Turkey, whose empire once ruled the Balkans, has promised to take 20,000 refugees; Norway will provide refuge for 6,000; Canada will accept 5,000; and Australia has offered to shelter 4,000. The United States, which first proposed the airlift, will also take up to 20,000 refugees, and has won the reluctant support of the Office of the United Nations High Commissioner for Refugees (UNHCR).

UNHCR chief Sadako Ogata, said on April 6 that while "it is of course preferable that refugees should be protected and assisted in the region, humanitarian evacuation will ... be an exceptional measure."

But the EU commissioner in charge of humanitarian aid, Emma Bonino, attacked the plan, warning that, if Europe accepted 50,000 Kosovo Albanians, Yugoslav President Slobodan Milosevic would expel another 100,000 in the next few days.

The problem is in Macedonia, where the Slav-dominated government is desperate not to swell the ranks of its own ethnic Albanian minority, which already accounts for 25 percent of its population.

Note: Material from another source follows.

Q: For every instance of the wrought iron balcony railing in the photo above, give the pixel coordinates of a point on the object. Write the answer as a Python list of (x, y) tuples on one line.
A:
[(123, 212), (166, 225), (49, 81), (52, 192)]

"The international community has to persuade Macedonia that it is serious about helping it to ease the burden that it is caving in under, so as to get them to keep the border [with Kosovo] open and let the people who are on the border deeper into the country," explains Chris Yanovsky, a UNHCR spokesman.

With 120,000 refugees currently in Macedonia, and the government refusing to allow more than 20,000 of them to stay, "we have to take them out, we don't have the luxury of options," argues Mr. Yanovsky.

Stranded in no man's land

Some 85,000 more refugees are stranded in no man's land at the border, awaiting registration at painfully slow Macedonian checkpoints, while hundreds of thousands more are backed up deep into Kosovo, relief workers say, and about 10 people a day are dying.

The scale of the tragedy appears to have changed European minds. Only last week German Deputy Foreign Minister Gunter Verheugen said Western Europe should not take in Kosovo refugees because that "would mean that a speedy return was not possible." Such arguments might be seen as masking a simple unwillingness to welcome Albanian refugees, mostly Muslim peasants who though technically Europeans could hardly be more foreign to modern Western European eyes.

Certainly in Italy, where illegal immigrants from Albania have established notoriously violent organized crime gangs, public opinion is hostile to Albanians wherever they come from.

But elsewhere in Europe the last few days of continued persecution, and the American lead in offering shelter to the Kosovo Albanians, have softened many hearts.

"It is not a question of fearing invaders, but of bringing help to people who need it," said Marc Gentilini, head of the French Red Cross on April 6, criticizing his government's decision not to allow any refugees into France. "If this goes on, we will certainly be forced to change our policy."